The pace is so slow, the rewards are so few and far between, and the balancing is so wonky, that all these design flaws (intentional or not) make this feel like a low-rent mobile game. And the more I sank my time into Lobster Empire, the more I became convinced that is what it was: an abortive attempt at making a mobile clicker; they just forgot to add the in-app purchases.

Despite all my criticisms, though, if I were to praise anything about this game, I guess I’d have to admit that the concept is mildly entertaining. Occasionally it’s good to take a break from the violence, intensity, and intrigue of other games, and just play something casual, where the only thing at stake is a good seafood dinner. And admittedly there is more variety later in the game, but it’s a shame those fun elements are withheld for so long, as most players will give up before seeing them. The game runs well, I encountered no bugs (outside of unintentionally hilarious mis-translations), and it doesn’t require a powerful computer. It’s easy enough to learn the mechanics in a single sitting, is suitable for all audiences, and is completely benign.
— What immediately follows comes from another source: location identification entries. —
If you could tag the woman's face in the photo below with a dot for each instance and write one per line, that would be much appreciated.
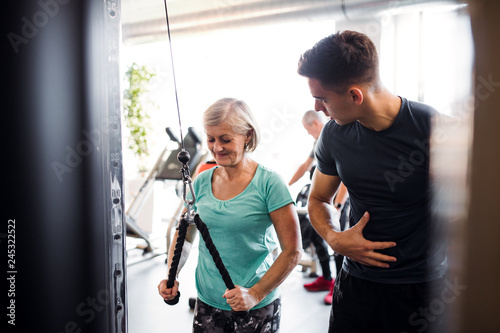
(227, 147)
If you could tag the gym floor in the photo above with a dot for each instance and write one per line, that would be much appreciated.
(302, 311)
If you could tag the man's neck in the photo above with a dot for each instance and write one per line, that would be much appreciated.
(380, 110)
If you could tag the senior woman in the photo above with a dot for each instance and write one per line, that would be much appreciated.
(245, 206)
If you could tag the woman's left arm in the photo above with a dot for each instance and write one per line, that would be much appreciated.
(286, 223)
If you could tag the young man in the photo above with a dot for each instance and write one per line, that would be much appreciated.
(377, 144)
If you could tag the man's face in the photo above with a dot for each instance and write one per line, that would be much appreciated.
(334, 105)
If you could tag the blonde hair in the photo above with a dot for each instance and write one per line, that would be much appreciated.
(237, 115)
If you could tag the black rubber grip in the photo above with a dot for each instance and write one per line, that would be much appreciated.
(175, 300)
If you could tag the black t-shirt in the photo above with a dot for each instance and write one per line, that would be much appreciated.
(387, 174)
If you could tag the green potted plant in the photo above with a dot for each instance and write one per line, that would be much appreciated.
(136, 117)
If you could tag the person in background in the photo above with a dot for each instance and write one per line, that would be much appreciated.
(313, 123)
(249, 212)
(378, 146)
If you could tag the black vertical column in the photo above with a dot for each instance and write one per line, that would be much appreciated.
(62, 255)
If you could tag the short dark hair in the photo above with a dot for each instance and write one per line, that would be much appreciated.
(341, 59)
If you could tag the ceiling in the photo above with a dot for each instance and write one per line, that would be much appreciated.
(145, 20)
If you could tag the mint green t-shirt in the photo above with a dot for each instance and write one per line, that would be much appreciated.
(242, 231)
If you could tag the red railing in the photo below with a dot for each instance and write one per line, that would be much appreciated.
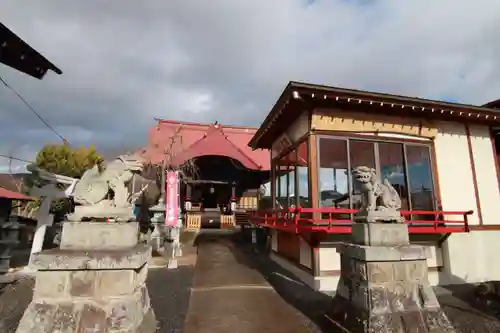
(339, 221)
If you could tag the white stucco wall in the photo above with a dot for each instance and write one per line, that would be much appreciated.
(468, 257)
(305, 254)
(454, 171)
(464, 257)
(486, 173)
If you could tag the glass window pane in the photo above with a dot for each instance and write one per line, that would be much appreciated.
(303, 172)
(333, 174)
(392, 168)
(362, 153)
(420, 181)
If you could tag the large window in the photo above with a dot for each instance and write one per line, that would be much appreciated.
(406, 166)
(292, 176)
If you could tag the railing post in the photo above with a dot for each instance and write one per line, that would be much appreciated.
(298, 211)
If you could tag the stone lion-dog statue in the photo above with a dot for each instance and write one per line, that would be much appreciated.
(376, 196)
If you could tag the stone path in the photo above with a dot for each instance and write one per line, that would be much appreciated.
(229, 295)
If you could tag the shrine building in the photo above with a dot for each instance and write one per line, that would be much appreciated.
(441, 158)
(220, 174)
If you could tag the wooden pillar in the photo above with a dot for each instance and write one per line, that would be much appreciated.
(313, 174)
(314, 197)
(273, 183)
(297, 177)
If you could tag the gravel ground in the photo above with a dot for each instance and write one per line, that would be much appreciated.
(170, 292)
(465, 312)
(230, 295)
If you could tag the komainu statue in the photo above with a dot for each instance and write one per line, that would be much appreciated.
(381, 201)
(93, 191)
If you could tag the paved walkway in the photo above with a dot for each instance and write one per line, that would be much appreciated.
(228, 295)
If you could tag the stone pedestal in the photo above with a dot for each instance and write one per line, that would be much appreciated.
(95, 282)
(157, 240)
(384, 284)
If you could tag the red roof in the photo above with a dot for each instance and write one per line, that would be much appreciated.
(185, 141)
(4, 193)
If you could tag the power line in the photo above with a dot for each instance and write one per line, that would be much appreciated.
(33, 110)
(15, 158)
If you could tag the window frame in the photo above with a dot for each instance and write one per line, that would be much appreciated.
(377, 139)
(275, 181)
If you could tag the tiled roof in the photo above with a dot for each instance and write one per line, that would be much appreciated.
(184, 141)
(4, 193)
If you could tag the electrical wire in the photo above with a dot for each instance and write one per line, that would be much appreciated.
(2, 80)
(16, 158)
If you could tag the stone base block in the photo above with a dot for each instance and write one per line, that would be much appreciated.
(116, 315)
(352, 319)
(101, 212)
(386, 289)
(386, 253)
(58, 259)
(380, 234)
(99, 235)
(387, 216)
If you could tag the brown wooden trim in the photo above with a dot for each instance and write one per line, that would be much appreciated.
(485, 227)
(293, 146)
(354, 135)
(495, 156)
(337, 272)
(474, 174)
(313, 174)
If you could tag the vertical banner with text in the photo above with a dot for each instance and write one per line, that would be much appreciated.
(172, 199)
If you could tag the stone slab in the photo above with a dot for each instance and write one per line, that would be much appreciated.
(124, 314)
(63, 259)
(385, 253)
(99, 235)
(380, 234)
(386, 216)
(346, 315)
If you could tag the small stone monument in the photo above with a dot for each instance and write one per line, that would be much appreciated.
(384, 283)
(95, 281)
(157, 237)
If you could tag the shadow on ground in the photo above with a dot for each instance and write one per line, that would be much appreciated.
(468, 311)
(311, 303)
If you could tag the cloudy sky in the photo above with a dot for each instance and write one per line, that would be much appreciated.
(126, 61)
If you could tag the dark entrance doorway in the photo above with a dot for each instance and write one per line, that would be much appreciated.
(218, 181)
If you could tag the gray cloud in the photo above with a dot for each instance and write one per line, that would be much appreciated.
(126, 62)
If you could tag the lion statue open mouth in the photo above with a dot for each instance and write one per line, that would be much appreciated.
(376, 196)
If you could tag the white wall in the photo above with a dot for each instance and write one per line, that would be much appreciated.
(454, 171)
(305, 253)
(486, 173)
(471, 257)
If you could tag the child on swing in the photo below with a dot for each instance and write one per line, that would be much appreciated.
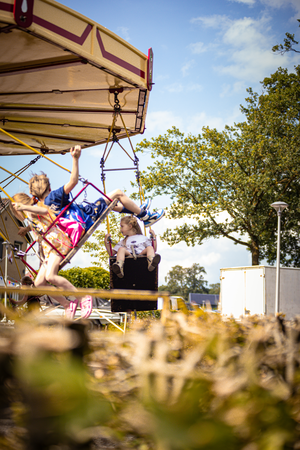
(134, 243)
(78, 218)
(48, 272)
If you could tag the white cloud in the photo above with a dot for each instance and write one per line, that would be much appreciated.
(198, 47)
(247, 2)
(195, 87)
(159, 121)
(174, 87)
(187, 66)
(232, 89)
(282, 4)
(195, 123)
(124, 32)
(246, 46)
(214, 21)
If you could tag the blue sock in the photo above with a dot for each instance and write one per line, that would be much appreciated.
(126, 211)
(142, 214)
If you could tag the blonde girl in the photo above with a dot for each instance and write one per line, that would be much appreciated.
(134, 243)
(48, 272)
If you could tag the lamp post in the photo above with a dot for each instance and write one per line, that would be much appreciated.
(279, 206)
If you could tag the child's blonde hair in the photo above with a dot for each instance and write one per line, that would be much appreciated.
(38, 185)
(20, 198)
(131, 220)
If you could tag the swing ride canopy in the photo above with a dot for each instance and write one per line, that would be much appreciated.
(60, 73)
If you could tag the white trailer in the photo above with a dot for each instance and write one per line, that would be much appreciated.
(251, 290)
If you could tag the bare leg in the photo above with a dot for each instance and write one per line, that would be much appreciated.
(122, 252)
(149, 251)
(126, 202)
(52, 277)
(41, 281)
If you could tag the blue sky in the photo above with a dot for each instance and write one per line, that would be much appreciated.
(206, 53)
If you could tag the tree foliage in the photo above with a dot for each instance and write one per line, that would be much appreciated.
(181, 281)
(214, 288)
(89, 277)
(225, 181)
(287, 45)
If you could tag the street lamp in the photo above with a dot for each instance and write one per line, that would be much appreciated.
(279, 206)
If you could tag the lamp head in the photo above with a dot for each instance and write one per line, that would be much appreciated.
(279, 206)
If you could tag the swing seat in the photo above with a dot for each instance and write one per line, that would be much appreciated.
(136, 277)
(87, 235)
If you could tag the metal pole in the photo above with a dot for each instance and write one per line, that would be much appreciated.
(5, 279)
(277, 294)
(279, 207)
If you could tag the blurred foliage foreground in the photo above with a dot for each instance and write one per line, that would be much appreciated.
(196, 382)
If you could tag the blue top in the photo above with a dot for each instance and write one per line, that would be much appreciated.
(57, 200)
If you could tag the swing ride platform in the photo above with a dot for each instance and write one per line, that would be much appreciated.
(59, 71)
(65, 80)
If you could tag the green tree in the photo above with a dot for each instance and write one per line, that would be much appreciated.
(225, 181)
(287, 45)
(214, 288)
(89, 277)
(181, 281)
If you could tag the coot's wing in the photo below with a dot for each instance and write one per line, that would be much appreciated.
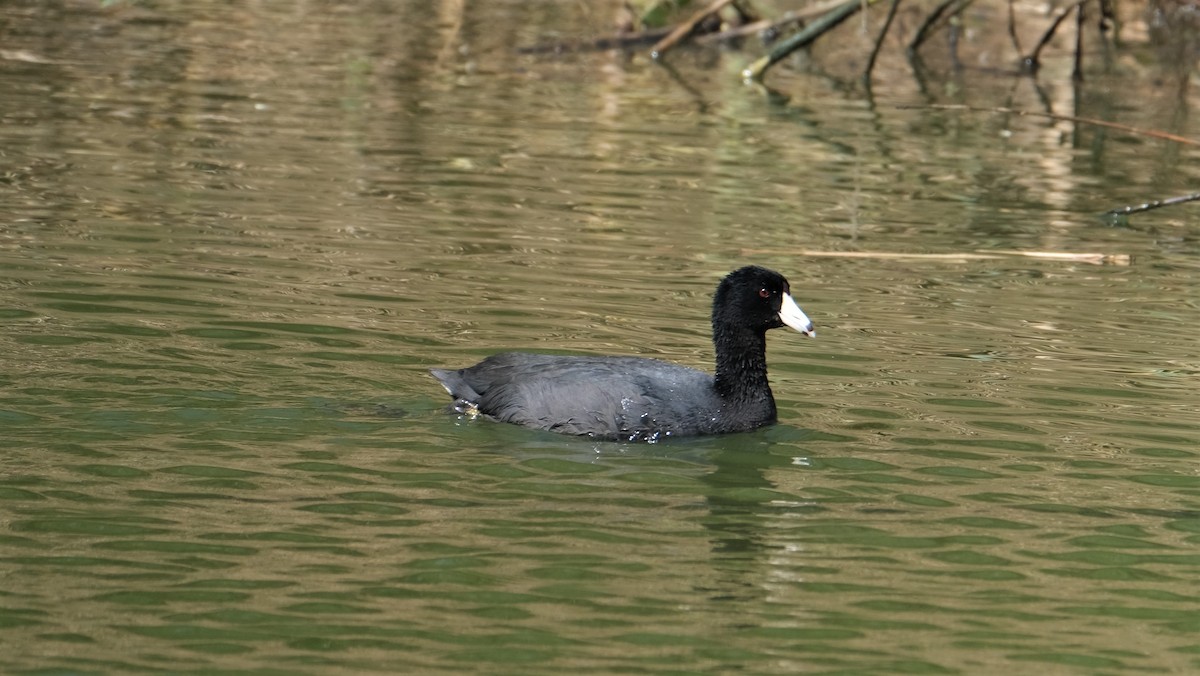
(603, 396)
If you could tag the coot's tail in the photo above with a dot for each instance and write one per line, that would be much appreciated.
(465, 396)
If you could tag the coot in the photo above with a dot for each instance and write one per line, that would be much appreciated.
(640, 399)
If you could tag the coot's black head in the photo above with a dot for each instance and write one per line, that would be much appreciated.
(757, 299)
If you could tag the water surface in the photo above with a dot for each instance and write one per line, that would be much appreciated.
(233, 245)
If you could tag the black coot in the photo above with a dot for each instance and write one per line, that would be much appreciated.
(639, 399)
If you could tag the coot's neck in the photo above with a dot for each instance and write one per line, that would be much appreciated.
(742, 365)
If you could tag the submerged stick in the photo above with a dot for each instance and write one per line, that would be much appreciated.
(1127, 129)
(1153, 204)
(1090, 258)
(687, 28)
(823, 24)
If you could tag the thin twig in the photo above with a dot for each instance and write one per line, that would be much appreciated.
(879, 42)
(1077, 72)
(1012, 27)
(687, 28)
(927, 27)
(1152, 133)
(1151, 205)
(767, 25)
(804, 37)
(1031, 61)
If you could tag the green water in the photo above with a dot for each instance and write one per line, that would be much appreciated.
(234, 239)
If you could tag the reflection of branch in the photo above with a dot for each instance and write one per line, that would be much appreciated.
(1155, 204)
(1152, 133)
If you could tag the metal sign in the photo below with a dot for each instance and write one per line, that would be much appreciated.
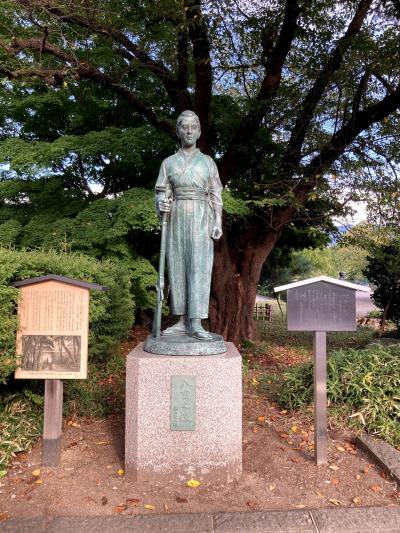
(321, 306)
(183, 403)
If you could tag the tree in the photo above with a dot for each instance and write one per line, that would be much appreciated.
(383, 270)
(296, 101)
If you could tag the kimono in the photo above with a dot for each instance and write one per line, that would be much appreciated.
(193, 183)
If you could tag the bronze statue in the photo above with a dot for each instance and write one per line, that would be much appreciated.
(188, 190)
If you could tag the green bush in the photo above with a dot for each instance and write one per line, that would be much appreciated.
(362, 384)
(20, 425)
(111, 313)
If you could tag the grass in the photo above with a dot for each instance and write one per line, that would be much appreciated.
(20, 425)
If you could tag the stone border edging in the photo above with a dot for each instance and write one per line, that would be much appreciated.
(387, 457)
(331, 520)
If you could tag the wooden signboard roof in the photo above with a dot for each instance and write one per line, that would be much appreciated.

It’s as if the game was lovingly crafted to be perfectly mediocre. And while mediocrity isn’t inherently a bad thing, it also doesn’t justify spending full price on this game; it’s even difficult to imagine getting it on sale. After playing it, I’m still puzzled as to who the target audience is. Casual gamers will find it frustrating, more experienced gamers will be bored, and the entire thing has all the replay value of used bubble-wrap. So, unless you’re a die-hard lobster fan, or you just need something to play while you’re waiting for laundry to finish, this game is a wash.